Suárez : Hora de no ver


Hora de no ver de Suárez

Sortie : 1994
Produit par Suárez
Label : FAN Discos

Dès ce premier album, Rosario Bléfari, leader de Suarez, affiche son style : elle joue de manière complètement décontractée, déconstruit ses morceaux avec beaucoup de fraîcheur et possède surtout un sens inouï pour la mélodie.
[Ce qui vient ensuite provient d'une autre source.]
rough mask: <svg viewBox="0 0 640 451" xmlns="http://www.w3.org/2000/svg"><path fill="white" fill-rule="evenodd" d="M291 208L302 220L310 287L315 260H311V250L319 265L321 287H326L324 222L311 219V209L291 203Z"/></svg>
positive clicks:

Sans oublier une voix hors du commun, beaucoup de douceur et un grain sapide très particulier.
On sent que les conditions d’enregistrements ont relevé de l’amateurisme mais ces chansons plaisent de par leur caractère tarabiscoté, distordu, expérimental parfois. Les membres de Suárez s’amusent comme des enfants (« Nuestro amigo asiático »), passent au mixeur une jolie mélodie (« Susme »), improvisnte et triturent leurs guitares (le xylophone a vraiment mais vraiment beaucoup de mal à s’imposer face au capharnaüm qu’est « El ídolo »), reprennent divers styles (le final « Sonido Cotopaxi » est volontairement plus lent, plus langoureux, répète la même mélodie, se fond progressivement sous les bourdonnements), fabriquent avec trois fois rien de vraies tubes en puissance, ou bien nous surprennent vraiment (la chanson cachée est un folk bancal, presque fantomatique, avec quelques airs de dub et de trip-hop).
Entre punk déjanté, shoegaze lo-fi et rock façon bout de ficelle, Suarez s’est constitué un style inimitable. Certaines chansons, montées à l’économie de moyens, sont pourtant d’une puissance évocatrice ébouriffante, comme « Mañana » qui débute comme une chanson romantique, presque fleur bleu, et se finit dans un acharnement sonore et un défouloir de distorsions à casser les tympans. Ou encore « Morirían », superbe ballade à la guitare sèche, avec la voix de Rosario Bléfari, qui fait des ravages, mielleuse mais parfois rugissante, ou encore ses traversées de guitares saturées qui peuvent dérailler à tout instant.
Avec son groupe et sa spontanéité attachante, Rosario Bléfari devient dès lors une icône en Argentine.